Las últimas semanas parecemos habernos caído de un guindo y perdido consecuentemente la inocencia respecto a que todos pensamos o vemos las cosas por igual, al igual que nos hacen ver “ruedas de molino” de uno y otro lado para ganarse nuestra pena y solidaridad. Al fin y al cabo, todos tenemos derecho a nuestros quince minutos de gloria y a confundir asistencia con caridad. Es noble buscar los mecanismos de solidaridad, pero no lo es publicitarlos o exhibirlos impúdicamente para luego vivir de las rentas de una buena acción.

El filósofo Kant les calificaría de “demonios inteligentes”, porque no sólo hacen las cosas “que marca la ley” para su beneficio, sino que además continuamente necesitan el chute de adrenalina que significa ser adicto “a la alabanza del ajeno” y si es televisada mejor.

Decía mi abuela que todo lo que no sea construir una sociedad civil para desarrollar una cultura es orgullo oculto y ganas de “premio”.

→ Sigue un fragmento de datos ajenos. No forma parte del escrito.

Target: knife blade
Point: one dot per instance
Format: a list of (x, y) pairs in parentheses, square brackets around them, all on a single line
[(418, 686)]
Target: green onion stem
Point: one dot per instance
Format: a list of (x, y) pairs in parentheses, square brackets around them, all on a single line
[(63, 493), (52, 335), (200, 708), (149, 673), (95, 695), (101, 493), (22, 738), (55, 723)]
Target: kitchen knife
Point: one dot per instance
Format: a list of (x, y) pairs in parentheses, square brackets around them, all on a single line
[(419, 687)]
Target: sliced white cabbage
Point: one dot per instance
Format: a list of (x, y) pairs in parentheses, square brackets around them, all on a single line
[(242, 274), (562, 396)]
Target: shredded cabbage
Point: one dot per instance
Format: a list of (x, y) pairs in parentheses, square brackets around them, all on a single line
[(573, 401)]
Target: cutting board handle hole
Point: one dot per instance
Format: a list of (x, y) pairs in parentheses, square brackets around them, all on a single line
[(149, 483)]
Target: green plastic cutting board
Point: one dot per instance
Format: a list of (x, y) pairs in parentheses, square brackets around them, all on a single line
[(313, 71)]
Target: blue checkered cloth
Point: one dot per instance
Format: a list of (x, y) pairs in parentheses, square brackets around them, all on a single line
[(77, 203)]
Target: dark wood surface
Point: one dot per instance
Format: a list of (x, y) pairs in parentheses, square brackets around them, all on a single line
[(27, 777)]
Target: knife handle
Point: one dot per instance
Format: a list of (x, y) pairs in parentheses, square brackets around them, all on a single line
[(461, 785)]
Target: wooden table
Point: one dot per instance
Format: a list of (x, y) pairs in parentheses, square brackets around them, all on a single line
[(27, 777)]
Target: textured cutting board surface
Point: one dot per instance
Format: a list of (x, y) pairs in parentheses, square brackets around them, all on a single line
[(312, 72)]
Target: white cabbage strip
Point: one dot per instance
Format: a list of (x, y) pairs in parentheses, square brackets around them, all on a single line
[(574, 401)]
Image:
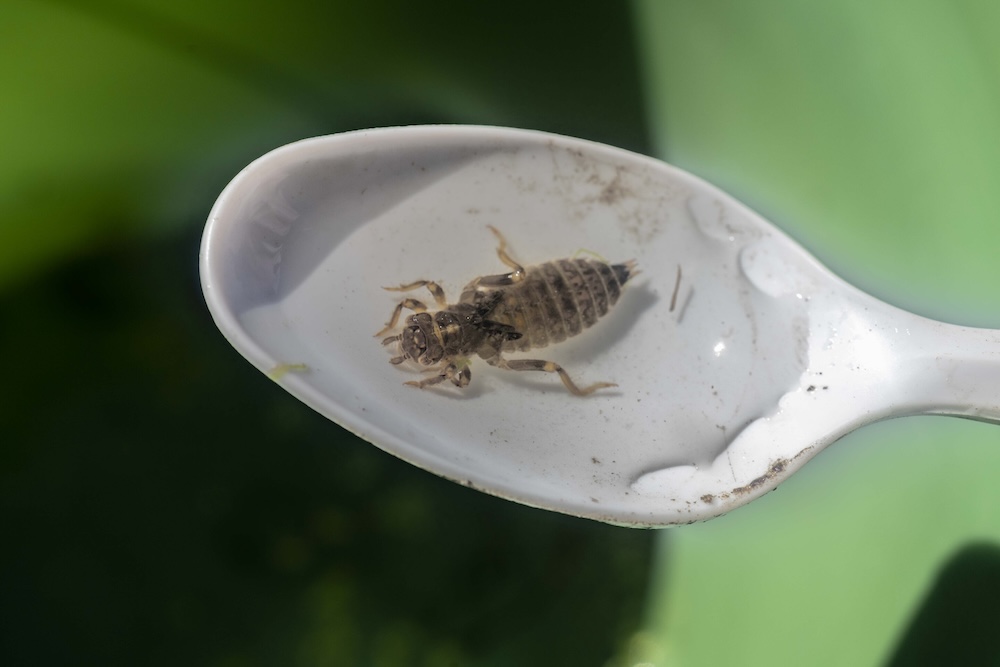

Soy consciente de las diatribas que esto significará en mis canales de comunicación, pero sería como los que señalo si no les delatase. O quizás soy yo el engañado por mi soberbia y el “vendido y entregado a la causa ajena”, sin darme cuenta del propio juego, en el que nada más que nacemos para ser peones de ricos plutócratas, que manejan desde el albor de los tiempos los destinos de naciones y habitantes; como el que apuesta en el casino contra otros, que son sus iguales. Cuando terminan la partida no duden que como “colegas” que son hablarán del tiempo, las nuevas alianzas y desmanes a ejercer, pero sobre todo intercambiarán cromos sobre los “comprados en cada estamento o país” y sortearán a quién le toca ganar en la siguiente década.

Nadie escapa a este juego. Ni militares, ni funcionarios, ni fuerzas del orden o del derecho, ni maestros de escuela inductores de valores a los púberes. Todos seguimos la corriente, cambie las veces que cambie, como los verdaderos creyentes en el sistema. Retomen 1984 de Orwell o si prefieren un final más poético déjense caer por el 451ºF de Ray Bradbury.

Mientras tanto, yo sigo haciendo acopio de cuadernos, ya que aun sin esperanza creo en un arranque de soberbia que para algo valdrán a alguien; no dándome cuenta que seguro tan poco escapo a la elicitación con la que nos crían para engorde y sacrificio.